Les travaux d'économies d'énergie fournissent un bon exemple, matériel par matériel ; je me souviens des reproches qui m'avaient été adressés, l'an dernier, sur les mesures d'ajustement, pour les chaudières par exemple.

Je voudrais évoquer ensuite le cas des opérateurs, qui a fait l'objet de travaux réguliers de la MILOLF. De nombreux progrès en ce qui concerne leur contrôle ont été enregistrés ces dernières années. On ne peut que saluer à cet égard la décision prise dans le projet de loi de programmation pluriannuel des finances publiques d'interdire aux organismes divers d'administration centrale, hors CADES et SPPE, d'emprunter au-delà de douze mois. Une telle décision devrait contribuer largement à la maîtrise de l'endettement de l'État, et s'inscrit dans la droite ligne des conclusions du rapport Camdessus de 2010. Elle s'ajoute à l'identification sur le jaune « opérateurs » des dettes de ces derniers – mesure adoptée l'an dernier à mon initiative -, à la mise sous plafond effectif de leurs emplois et au recensement de leur patrimoine.
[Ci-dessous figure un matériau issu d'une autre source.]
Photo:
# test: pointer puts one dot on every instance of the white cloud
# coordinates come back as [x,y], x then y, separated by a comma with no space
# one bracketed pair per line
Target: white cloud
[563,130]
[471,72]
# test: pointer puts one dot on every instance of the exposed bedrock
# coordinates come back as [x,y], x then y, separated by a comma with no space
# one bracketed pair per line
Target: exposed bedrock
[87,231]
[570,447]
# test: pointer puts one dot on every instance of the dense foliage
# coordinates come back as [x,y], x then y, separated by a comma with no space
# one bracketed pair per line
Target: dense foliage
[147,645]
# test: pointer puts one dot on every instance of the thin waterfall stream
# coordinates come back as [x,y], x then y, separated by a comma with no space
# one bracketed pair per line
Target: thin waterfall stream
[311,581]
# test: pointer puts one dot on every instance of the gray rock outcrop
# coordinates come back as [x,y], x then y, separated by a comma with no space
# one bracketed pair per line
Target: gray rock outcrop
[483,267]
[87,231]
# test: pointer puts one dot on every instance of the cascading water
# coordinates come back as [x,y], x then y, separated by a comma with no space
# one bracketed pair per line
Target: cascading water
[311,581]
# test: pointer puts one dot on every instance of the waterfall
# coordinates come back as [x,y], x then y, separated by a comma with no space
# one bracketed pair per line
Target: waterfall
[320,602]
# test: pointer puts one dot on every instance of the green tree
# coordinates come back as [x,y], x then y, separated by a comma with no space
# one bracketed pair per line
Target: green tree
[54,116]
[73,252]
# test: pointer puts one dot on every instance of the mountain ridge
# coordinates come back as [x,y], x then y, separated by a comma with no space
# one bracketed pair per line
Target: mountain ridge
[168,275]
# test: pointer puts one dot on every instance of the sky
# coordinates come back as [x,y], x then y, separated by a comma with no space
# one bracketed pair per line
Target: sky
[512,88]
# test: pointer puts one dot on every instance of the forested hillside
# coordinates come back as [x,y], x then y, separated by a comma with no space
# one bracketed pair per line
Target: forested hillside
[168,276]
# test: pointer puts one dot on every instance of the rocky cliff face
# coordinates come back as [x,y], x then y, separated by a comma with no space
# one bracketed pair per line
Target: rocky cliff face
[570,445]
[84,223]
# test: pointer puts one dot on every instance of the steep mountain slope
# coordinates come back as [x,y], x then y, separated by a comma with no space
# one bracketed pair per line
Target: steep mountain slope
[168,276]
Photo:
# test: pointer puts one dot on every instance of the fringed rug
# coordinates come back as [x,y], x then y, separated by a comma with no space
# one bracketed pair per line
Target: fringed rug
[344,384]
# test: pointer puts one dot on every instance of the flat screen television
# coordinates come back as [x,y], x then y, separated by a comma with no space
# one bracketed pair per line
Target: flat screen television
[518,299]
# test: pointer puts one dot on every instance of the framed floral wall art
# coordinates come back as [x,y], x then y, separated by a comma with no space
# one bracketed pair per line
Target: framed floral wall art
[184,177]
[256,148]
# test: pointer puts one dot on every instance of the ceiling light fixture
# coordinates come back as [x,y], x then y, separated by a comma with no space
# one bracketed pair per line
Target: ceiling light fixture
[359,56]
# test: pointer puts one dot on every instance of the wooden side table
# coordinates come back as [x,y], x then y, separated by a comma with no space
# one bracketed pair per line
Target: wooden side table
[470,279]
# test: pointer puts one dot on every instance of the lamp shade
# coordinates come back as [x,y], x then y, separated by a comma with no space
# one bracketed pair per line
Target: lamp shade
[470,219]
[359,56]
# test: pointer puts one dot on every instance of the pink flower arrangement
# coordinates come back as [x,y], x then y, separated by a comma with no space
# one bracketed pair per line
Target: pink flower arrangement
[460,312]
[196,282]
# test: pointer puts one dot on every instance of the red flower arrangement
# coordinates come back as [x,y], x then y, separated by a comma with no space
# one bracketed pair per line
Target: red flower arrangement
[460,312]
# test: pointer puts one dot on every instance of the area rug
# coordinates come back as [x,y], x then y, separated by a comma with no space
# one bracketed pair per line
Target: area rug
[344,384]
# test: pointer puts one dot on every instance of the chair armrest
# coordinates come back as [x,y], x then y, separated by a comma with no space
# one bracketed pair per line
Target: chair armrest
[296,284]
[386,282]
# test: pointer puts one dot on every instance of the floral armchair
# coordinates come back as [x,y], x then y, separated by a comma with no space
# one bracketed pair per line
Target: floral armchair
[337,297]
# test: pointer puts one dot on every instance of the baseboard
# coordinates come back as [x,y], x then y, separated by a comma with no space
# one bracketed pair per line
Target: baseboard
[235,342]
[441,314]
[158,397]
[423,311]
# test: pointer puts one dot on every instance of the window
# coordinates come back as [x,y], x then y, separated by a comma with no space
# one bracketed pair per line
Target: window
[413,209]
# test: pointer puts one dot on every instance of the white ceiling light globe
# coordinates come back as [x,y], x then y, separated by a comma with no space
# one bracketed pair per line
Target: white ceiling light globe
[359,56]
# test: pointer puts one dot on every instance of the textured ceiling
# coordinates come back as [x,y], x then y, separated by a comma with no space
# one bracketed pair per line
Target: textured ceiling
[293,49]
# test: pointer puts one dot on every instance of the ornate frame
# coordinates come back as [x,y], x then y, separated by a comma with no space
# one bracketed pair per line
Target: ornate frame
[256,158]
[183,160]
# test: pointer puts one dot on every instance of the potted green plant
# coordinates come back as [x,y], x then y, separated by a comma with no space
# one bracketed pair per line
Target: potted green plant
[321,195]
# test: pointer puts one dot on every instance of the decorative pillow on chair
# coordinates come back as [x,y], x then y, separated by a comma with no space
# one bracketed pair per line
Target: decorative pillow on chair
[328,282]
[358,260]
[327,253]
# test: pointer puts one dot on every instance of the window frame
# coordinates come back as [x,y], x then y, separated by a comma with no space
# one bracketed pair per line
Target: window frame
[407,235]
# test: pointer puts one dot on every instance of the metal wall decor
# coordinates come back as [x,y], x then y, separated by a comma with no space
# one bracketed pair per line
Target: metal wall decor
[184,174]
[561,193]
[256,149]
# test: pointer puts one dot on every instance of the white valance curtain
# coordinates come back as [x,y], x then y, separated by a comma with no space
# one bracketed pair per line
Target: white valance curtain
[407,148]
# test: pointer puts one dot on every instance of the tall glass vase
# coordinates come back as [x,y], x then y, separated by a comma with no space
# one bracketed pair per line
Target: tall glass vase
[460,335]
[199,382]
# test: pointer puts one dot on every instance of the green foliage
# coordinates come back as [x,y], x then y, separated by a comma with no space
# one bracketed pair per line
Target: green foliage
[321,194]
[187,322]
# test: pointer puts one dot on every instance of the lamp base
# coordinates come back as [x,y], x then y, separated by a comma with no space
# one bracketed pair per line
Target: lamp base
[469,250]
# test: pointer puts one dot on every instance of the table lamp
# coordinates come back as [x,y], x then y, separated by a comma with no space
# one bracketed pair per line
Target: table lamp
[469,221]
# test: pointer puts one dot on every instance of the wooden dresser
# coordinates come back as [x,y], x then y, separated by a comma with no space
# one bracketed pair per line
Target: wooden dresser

Si positives et nécessaires que soient ces avancées, elles doivent cependant être appréciées en cohérence avec l'activité des opérateurs visés et avec la réalité. L'agence nationale de sécurité sanitaire de l'alimentation, de l'environnement et du travail a un projet immobilier de regroupement sur un seul site, au lieu de la dispersion actuelle sur trois sites, ce qui peut s'avérer positif. Ce regroupement et les économies qu'il permettrait fut d'ailleurs l'une des motivations du regroupement des trois agences. Un tel investissement serait réalisable par emprunt sur vingt ans, avec des traites annuelles égales aux loyers versés pour les trois sites payés sur la dotation de l'État. L'opération serait donc blanche, financée par les économies de loyers. Mais cela suppose un emprunt supérieur à un an ou que l'État consente à intégrer une logique de loyers budgétaires dans son approche au niveau des dotations effectuées aux opérateurs.

De la même manière, il faut prendre en compte, sur les plafonds d'emplois, l'activité des opérateurs. Certains sont industriels et dégagent la majorité de leurs ressources des contrats qu'ils souscrivent.

Enfin, puisque nous en sommes aux opérateurs, je voudrais évoquer la question des affectations. Aux termes de la LOLF, celles-ci devaient rester exceptionnelles, et les opérations retracées dans les comptes d'affectation spéciale être « financées au moyen de recettes particulières qui sont, par nature, en relation directe avec les dépenses concernées ». Or il semble que l'habitude se prenne de financer des opérateurs par affectations de recettes sans rapport. Il en va ainsi du financement du fonds interministériel de prévention de la délinquance par une partie du produit des amendes radars.

Il en va également ainsi des affectations effectuées dans la durée par un certain nombre d'opérateurs pour lesquels nous n'avons ensuite plus de nouvelles puisque la recette a été affectée, et dès lors qu'elle l'a été en totalité le Parlement n'a plus à en délibérer.